Cet inconfort se manifeste aussi lorsqu'il doit s'adresser à un groupe d'employés, qu'ils soient vingt ou mille. Non seulement il n'est pas un tribun, mais il ne sait pas porter un rêve. Sa vision de l'entreprise est con-crète, terre à terre, et pas toujours des plus motivantes. À ses yeux, susciter le rêve ne fait pas partie de sa description de tâches ; ce n'est pas son travail.

De même, dès qu'il sort du giron de l'entreprise, il est mal à l'aise. À force de se concentrer sur les défis de son entreprise, il s'intéresse peu à la réalité politique et aux grandes questions de société, sauf pour répéter ce qu'il a entendu à la télé. Très intelligent, il sait toutefois tirer son épingle du jeu lors d'une " conversation d'ascenseur " sur la politique ou le Darfour.

Et dernier aspect : qu'est devenue la fi-bre entrepreneuriale ?

Entrepreneurs ?

Les dirigeants que j'ai connus il y a 20 et 30 ans étaient surtout des entrepreneurs qui bâtissaient leur entreprise. Ceux que je côtoie aujourd'hui sont des capitaines de navire. Voilà deux métiers très différents qui exigent des habiletés différentes. Les premiers avaient souvent joué le tout pour le tout, et je n'ai connu que les meilleurs, les survivants. Moins bons gestionnaires, mais bons vendeurs et bons motivateurs, les entrepreneurs sont essentiels à une certaine étape de l'évolution de l'entreprise. Ils ont 35, 40 ans, et rien ne les arrête. Les détails les préoccupent peu : il faut construire.

Celui qui prend les rênes d'une société bien installée affronte des défis d'une tout autre nature. Il doit gérer, optimiser le fonctionnement, tirer du rendement d'actifs matures, encourager l'innovation dans les produits actuels ou dans les processus, etc., autant de responsabilités qui passionnent moins l'entrepreneur mais qui stimulent les gestionnaires que sont les PDG d'aujourd'hui, et qui s'inscrivent bien dans l'ordre de succession des entrepreneurs.

En 1994, une ancienne collègue, Patricia Pitcher, publiait Artistes, artisans et technocrates, un succès de librairie qui portait sur les défis qui se posaient aux entrepreneurs sur le plan de la succession.
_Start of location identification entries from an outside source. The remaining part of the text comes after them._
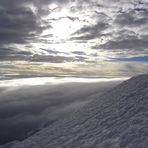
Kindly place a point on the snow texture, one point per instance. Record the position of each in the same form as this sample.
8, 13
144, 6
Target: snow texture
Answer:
117, 119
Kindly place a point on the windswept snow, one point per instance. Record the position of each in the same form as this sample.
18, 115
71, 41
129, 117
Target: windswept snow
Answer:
117, 119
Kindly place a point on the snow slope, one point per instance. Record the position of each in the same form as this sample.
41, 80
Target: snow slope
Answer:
117, 119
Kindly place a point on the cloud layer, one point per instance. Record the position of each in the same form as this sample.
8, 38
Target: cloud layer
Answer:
64, 31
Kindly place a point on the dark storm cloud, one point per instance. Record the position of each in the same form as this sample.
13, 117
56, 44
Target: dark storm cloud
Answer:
13, 54
79, 52
18, 24
91, 32
124, 44
133, 18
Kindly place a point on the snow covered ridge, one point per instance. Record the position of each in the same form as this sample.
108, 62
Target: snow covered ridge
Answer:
117, 119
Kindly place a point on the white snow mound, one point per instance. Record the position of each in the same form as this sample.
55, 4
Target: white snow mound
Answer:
117, 119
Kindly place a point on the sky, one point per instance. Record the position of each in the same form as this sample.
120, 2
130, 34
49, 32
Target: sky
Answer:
73, 37
27, 105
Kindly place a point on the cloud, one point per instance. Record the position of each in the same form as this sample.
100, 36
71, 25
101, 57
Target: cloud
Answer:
28, 108
124, 44
90, 32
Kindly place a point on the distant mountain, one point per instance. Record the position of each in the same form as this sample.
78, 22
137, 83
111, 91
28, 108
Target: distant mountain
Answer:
117, 119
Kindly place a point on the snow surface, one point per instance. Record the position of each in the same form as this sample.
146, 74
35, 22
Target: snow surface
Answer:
117, 119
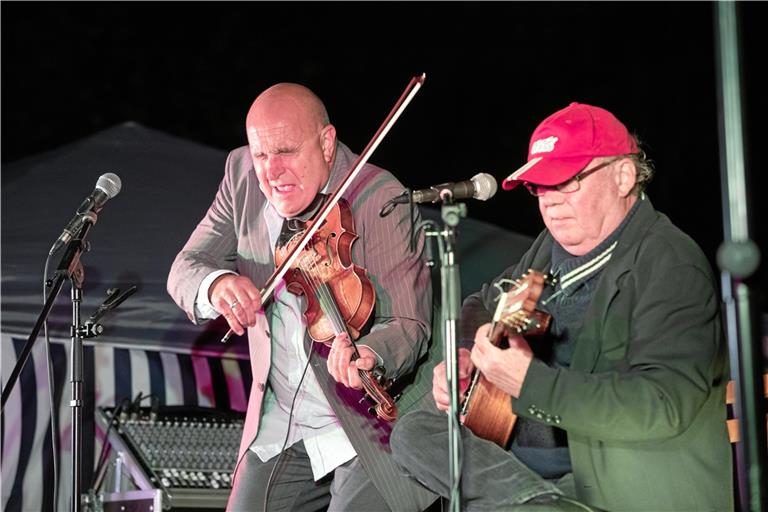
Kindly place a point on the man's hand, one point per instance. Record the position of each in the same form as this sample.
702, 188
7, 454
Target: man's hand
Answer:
340, 364
504, 368
237, 298
440, 386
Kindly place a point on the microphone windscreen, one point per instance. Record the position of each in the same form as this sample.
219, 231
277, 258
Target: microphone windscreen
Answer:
485, 186
110, 184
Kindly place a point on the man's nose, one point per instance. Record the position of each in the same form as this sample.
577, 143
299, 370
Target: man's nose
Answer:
273, 167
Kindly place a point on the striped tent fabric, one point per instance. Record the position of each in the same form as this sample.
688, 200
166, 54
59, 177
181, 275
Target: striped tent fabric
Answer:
110, 374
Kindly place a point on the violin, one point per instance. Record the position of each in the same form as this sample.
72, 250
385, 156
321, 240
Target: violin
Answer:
340, 296
385, 407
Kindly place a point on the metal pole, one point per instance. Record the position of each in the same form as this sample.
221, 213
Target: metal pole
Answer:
76, 403
738, 258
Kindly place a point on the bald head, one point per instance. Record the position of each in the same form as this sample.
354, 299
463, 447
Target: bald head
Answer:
291, 103
292, 144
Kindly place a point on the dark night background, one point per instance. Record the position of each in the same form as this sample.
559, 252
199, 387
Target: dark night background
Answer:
494, 71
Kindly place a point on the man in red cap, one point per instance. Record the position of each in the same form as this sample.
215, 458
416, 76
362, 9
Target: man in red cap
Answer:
621, 403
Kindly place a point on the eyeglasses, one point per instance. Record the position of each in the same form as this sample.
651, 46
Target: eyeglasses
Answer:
568, 186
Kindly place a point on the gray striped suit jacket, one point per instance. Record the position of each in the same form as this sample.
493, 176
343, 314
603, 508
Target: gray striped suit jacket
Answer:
233, 236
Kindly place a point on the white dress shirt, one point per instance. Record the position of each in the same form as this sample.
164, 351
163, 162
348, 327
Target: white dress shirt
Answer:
313, 419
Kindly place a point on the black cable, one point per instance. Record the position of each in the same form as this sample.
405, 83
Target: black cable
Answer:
102, 459
54, 414
287, 434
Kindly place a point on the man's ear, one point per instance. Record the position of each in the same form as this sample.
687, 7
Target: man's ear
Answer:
328, 142
626, 176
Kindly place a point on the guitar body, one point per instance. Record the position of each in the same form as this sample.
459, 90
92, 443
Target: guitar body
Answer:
487, 410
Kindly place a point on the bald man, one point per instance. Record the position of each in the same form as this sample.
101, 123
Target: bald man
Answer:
305, 408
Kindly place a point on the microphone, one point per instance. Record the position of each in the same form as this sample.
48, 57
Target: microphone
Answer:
482, 186
107, 187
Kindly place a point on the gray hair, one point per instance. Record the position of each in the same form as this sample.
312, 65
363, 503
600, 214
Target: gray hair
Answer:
644, 167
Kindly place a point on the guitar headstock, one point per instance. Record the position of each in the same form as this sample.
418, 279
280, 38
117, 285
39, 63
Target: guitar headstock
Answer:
516, 308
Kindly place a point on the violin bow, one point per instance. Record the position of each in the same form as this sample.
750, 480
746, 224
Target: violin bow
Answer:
410, 91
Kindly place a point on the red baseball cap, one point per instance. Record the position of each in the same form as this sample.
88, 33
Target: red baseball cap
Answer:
565, 142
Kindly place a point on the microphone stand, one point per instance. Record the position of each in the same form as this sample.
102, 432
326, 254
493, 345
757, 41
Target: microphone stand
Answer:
451, 308
71, 267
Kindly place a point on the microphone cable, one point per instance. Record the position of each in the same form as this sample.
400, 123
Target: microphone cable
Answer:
288, 432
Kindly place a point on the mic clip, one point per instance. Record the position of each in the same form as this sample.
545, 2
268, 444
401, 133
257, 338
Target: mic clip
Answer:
114, 298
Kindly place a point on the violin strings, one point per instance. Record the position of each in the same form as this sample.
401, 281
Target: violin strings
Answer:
328, 305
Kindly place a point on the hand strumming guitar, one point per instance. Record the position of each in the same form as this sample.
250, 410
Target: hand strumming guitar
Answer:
504, 367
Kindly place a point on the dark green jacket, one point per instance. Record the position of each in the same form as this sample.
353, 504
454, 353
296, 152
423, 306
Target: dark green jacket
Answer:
643, 402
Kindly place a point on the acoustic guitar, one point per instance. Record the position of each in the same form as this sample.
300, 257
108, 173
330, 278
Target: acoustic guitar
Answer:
486, 409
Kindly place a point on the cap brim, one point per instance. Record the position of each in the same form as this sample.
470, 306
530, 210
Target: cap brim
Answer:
550, 171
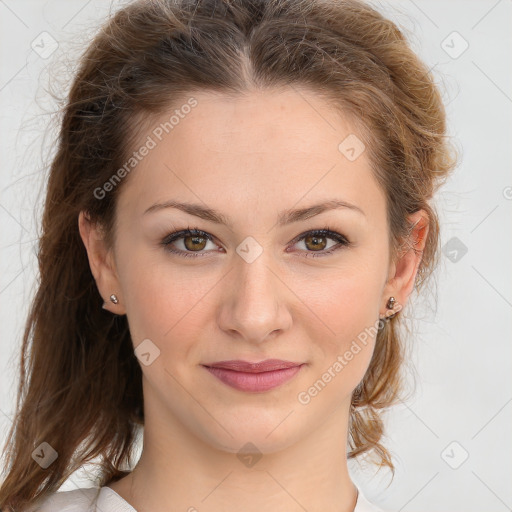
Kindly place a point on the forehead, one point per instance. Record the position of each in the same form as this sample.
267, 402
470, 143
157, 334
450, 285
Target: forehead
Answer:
257, 150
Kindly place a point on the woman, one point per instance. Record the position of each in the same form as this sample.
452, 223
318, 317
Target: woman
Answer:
238, 211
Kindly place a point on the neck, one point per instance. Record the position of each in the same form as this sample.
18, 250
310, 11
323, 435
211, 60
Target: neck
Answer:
182, 472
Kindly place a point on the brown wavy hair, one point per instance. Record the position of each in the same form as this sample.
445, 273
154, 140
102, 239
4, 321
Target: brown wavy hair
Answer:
80, 387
S'inspirant de l'expérience du groupe La Laurentienne, un fleuron du Québec inc. aujourd'hui disparu, elle fustigeait les gestionnaires qui détruisent la succession des entrepreneurs en étouffant la flamme qui anime leur entreprise.
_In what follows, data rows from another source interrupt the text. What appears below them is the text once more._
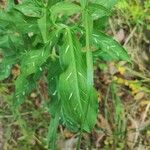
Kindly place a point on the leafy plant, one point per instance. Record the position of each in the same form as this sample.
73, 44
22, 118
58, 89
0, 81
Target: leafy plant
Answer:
43, 38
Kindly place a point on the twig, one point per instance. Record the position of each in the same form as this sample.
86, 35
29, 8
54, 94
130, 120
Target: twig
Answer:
130, 36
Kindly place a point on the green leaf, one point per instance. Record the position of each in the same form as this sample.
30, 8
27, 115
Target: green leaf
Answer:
29, 9
65, 8
73, 87
98, 11
23, 86
42, 23
107, 49
109, 4
32, 61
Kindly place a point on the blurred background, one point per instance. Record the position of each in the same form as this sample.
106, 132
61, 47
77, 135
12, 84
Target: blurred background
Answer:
124, 109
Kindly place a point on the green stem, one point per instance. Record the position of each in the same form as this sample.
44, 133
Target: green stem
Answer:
89, 61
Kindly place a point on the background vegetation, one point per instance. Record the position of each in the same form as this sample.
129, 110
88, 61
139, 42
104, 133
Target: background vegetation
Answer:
124, 107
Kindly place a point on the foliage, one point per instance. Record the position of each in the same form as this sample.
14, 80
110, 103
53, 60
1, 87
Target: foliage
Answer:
40, 37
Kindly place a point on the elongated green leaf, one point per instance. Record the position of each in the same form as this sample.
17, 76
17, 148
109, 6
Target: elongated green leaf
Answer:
65, 8
108, 49
73, 87
54, 70
23, 87
29, 9
42, 23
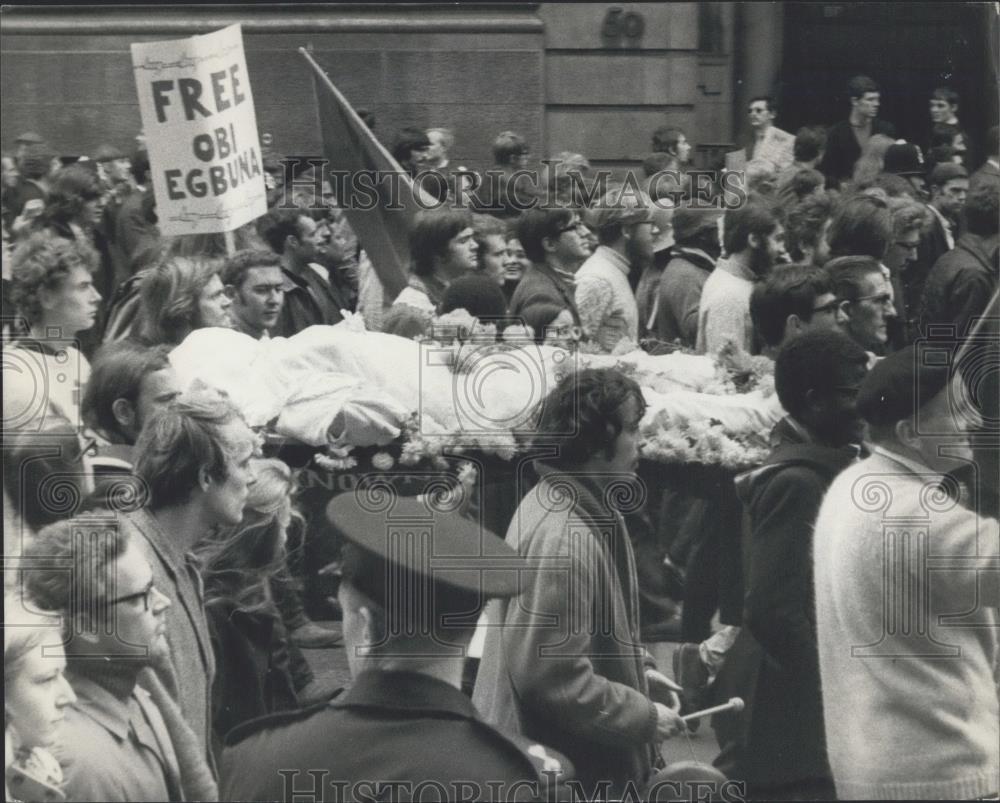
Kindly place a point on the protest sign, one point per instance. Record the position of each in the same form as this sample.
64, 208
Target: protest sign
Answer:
201, 131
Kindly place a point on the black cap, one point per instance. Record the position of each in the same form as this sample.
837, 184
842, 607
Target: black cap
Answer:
902, 383
904, 160
429, 541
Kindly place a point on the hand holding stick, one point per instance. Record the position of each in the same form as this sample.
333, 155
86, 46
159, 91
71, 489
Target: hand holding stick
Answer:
734, 704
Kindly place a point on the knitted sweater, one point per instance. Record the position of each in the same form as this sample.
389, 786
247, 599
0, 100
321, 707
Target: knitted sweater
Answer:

Les gestionnaires d'aujourd'hui montrent qu'il existe une autre réalité. Les entreprises qu'ont bâties les entrepreneurs du Québec inc. sont maintenant bien gérées. Ne nous inquiétons pas : il y a des pilotes aux commandes. Assurons-nous toutefois qu'il y ait suffisamment de jeunes entrepreneurs pour continuer d'alimenter nos entreprises.

Cet article a été publié dans la revue Commerce en juillet 2008.